No está claro cuántas personas fallecieron tratando de escapar por los túneles. El mes pasado, la municipalidad homenajeó a Siegfried Noffke y Dieter Hoetger, quienes fueron sorprendidos por las autoridades de Alemania Oriental el 12 de junio de 1962 cuando cavaban un túnel. Noffke murió y Hoetger sufrió serias heridas.

Con frecuencia los guardias fronterizos o la temida Stasi, la policía secreta, descubrían los túneles antes de que llegasen a ser usados.

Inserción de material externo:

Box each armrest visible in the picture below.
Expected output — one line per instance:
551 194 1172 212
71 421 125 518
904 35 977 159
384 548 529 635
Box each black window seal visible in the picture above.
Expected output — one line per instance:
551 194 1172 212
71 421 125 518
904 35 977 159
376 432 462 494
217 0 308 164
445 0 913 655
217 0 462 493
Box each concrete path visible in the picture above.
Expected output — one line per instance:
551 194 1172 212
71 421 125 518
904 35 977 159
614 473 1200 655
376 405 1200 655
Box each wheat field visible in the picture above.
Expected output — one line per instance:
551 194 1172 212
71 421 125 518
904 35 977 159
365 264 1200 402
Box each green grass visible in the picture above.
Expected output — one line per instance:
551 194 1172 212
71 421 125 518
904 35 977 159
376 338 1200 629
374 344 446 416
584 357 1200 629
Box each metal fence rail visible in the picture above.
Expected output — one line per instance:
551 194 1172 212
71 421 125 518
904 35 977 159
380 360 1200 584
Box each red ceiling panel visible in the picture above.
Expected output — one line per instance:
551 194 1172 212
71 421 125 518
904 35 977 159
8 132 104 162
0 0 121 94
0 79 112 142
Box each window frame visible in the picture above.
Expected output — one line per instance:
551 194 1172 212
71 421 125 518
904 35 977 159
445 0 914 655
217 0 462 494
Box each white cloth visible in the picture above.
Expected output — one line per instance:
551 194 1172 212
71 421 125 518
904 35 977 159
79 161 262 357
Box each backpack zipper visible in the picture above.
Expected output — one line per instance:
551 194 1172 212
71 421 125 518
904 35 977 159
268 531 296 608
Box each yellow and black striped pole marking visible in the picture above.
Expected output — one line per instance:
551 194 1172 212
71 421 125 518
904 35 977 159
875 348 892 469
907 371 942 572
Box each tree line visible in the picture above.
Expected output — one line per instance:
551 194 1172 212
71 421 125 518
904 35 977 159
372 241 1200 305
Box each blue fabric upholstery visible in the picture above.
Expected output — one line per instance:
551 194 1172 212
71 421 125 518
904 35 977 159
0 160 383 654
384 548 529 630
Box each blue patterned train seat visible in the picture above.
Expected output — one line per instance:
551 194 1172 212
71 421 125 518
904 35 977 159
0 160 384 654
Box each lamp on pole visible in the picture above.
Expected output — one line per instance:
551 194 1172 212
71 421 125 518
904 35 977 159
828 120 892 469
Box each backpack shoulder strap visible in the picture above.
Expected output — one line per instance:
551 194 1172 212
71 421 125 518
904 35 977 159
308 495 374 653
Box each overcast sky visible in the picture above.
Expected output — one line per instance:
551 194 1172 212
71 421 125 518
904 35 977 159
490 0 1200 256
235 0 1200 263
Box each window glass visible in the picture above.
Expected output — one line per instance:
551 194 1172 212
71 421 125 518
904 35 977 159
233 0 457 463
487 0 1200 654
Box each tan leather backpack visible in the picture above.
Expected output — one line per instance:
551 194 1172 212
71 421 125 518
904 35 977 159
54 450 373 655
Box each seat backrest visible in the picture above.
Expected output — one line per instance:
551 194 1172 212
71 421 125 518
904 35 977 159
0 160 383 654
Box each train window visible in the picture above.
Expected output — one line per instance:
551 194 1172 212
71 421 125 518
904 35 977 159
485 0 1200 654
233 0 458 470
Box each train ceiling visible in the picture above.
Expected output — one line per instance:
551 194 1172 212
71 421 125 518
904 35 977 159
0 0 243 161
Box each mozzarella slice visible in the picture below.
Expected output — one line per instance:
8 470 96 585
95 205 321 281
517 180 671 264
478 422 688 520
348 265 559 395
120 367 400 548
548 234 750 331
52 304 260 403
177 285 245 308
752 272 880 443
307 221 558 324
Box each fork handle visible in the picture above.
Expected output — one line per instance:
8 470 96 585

Algunos quedaban arruinados al ceder la tierra o porque eran inundados por aguas subterráneas.

" En total contabilizamos 71 proyectos, de los cuales un 20% fueron exitosos", expresó Dietmar Arnold, director de la Asociación de Mundos Subterráneos de Berlín, que organiza visitas guiadas y hace gestiones para que se abran al público más túneles.

" La mayoría de los túneles fueron cavados desde el sector occidental, por gente que había escapado o trataba de sacar a familiares del sector oriental", explicó Arnold a un grupo de visitantes.

La calle Bernauer, en el barrio Mitte, era una de las más populares para cavar túneles porque había mucha arcilla en el suelo. Arnold dice que se tiene noticias de por lo menos 15 proyectos en esa calle.

Los túneles ganaron popularidad hacia finales de 1961, cuando las autoridades orientales habían cerrado totalmente la frontera. Meses antes se había concluido la construcción del Muro de Berlín.

" Gateamos por el barro hasta que llegamos a la escalera del otro lado y salimos a la superficie", recuerda Anita Moeller. " Me tomó tiempo darme cuenta de que era libre. Entonces experimenté una profunda felicidad".